Second, the grid system turned out to be extremely valuable for the operational flexibility it gave IT departments. We had one customer that started out with a 32 cpu Solaris SPARC cluster, added 40 cpus of Wintel blade servers to that, and then followed on with a 24 cpu IBM AIX cluster. From the perspective of our software, these were all the same computer even though we had 3 radically different hardware and operating system architectures! Thank you Java, portability is thy middle name.
What does all this have to do with Tim O’Reilly’s blog post? Just that software companies need to consider how to help their users take advantage of cheap computing resources that may not even be from the same architecture family. This means first having an internal architecture that can take advantage of such resources, and second having user friendly tools to help your customers take advantage. In this case, Callidus had a rules language that hid the fact the customer was dealing with so many cpu’s entirely.

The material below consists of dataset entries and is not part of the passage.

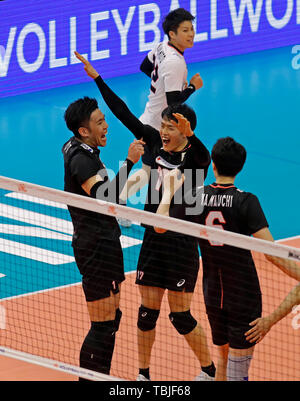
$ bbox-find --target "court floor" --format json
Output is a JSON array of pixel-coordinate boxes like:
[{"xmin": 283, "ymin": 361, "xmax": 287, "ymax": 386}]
[{"xmin": 0, "ymin": 47, "xmax": 300, "ymax": 380}]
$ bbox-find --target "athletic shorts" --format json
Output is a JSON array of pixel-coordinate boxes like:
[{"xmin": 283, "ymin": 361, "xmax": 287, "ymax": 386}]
[
  {"xmin": 142, "ymin": 145, "xmax": 155, "ymax": 167},
  {"xmin": 73, "ymin": 239, "xmax": 125, "ymax": 302},
  {"xmin": 136, "ymin": 230, "xmax": 199, "ymax": 292},
  {"xmin": 206, "ymin": 294, "xmax": 262, "ymax": 349}
]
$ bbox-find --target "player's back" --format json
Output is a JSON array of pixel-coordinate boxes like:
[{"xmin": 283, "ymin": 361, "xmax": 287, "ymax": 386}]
[
  {"xmin": 196, "ymin": 184, "xmax": 268, "ymax": 304},
  {"xmin": 140, "ymin": 42, "xmax": 187, "ymax": 130}
]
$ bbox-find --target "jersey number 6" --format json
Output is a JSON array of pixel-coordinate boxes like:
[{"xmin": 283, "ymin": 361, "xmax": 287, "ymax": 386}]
[{"xmin": 205, "ymin": 212, "xmax": 226, "ymax": 246}]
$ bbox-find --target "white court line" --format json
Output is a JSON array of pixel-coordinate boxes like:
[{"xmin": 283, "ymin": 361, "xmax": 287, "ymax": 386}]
[
  {"xmin": 0, "ymin": 238, "xmax": 74, "ymax": 265},
  {"xmin": 120, "ymin": 235, "xmax": 143, "ymax": 248},
  {"xmin": 0, "ymin": 203, "xmax": 73, "ymax": 234},
  {"xmin": 5, "ymin": 192, "xmax": 68, "ymax": 209}
]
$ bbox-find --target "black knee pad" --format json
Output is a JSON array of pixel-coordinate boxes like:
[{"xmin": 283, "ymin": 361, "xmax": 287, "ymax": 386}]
[
  {"xmin": 115, "ymin": 308, "xmax": 122, "ymax": 331},
  {"xmin": 169, "ymin": 310, "xmax": 197, "ymax": 335},
  {"xmin": 137, "ymin": 305, "xmax": 160, "ymax": 331}
]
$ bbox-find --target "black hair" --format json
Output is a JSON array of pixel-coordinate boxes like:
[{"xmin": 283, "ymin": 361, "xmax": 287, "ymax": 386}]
[
  {"xmin": 161, "ymin": 103, "xmax": 197, "ymax": 131},
  {"xmin": 162, "ymin": 8, "xmax": 195, "ymax": 39},
  {"xmin": 211, "ymin": 136, "xmax": 247, "ymax": 177},
  {"xmin": 64, "ymin": 96, "xmax": 98, "ymax": 138}
]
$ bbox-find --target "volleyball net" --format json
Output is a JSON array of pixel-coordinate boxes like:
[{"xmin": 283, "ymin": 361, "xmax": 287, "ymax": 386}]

Some of this is available almost for free. Web servers scale pretty well in this fashion, and products like Oracle’s database are now being offered with grid computing. Where I think the original article is right on the mark is there are precious few Enterprise Business Logic layers that are built around these architectural ideas, and I think the
Enterprise thinkers out there are going to have to work on this.
Enterprise players that don’t find ways of embracing grid architectures will find themselves increasingly at a disadvantage relative to competitors who have because their systems won’t scale as cheaply. Hardware is a big piece of the overall cost of the solution, so this can quickly become a fatal flaw. This certainly worked to Callidus’ advantage and is one of the reasons they became the market leaders in their space.
One thing I will say is that helping with this problem will be an integral part of anything SmoothSpan produces.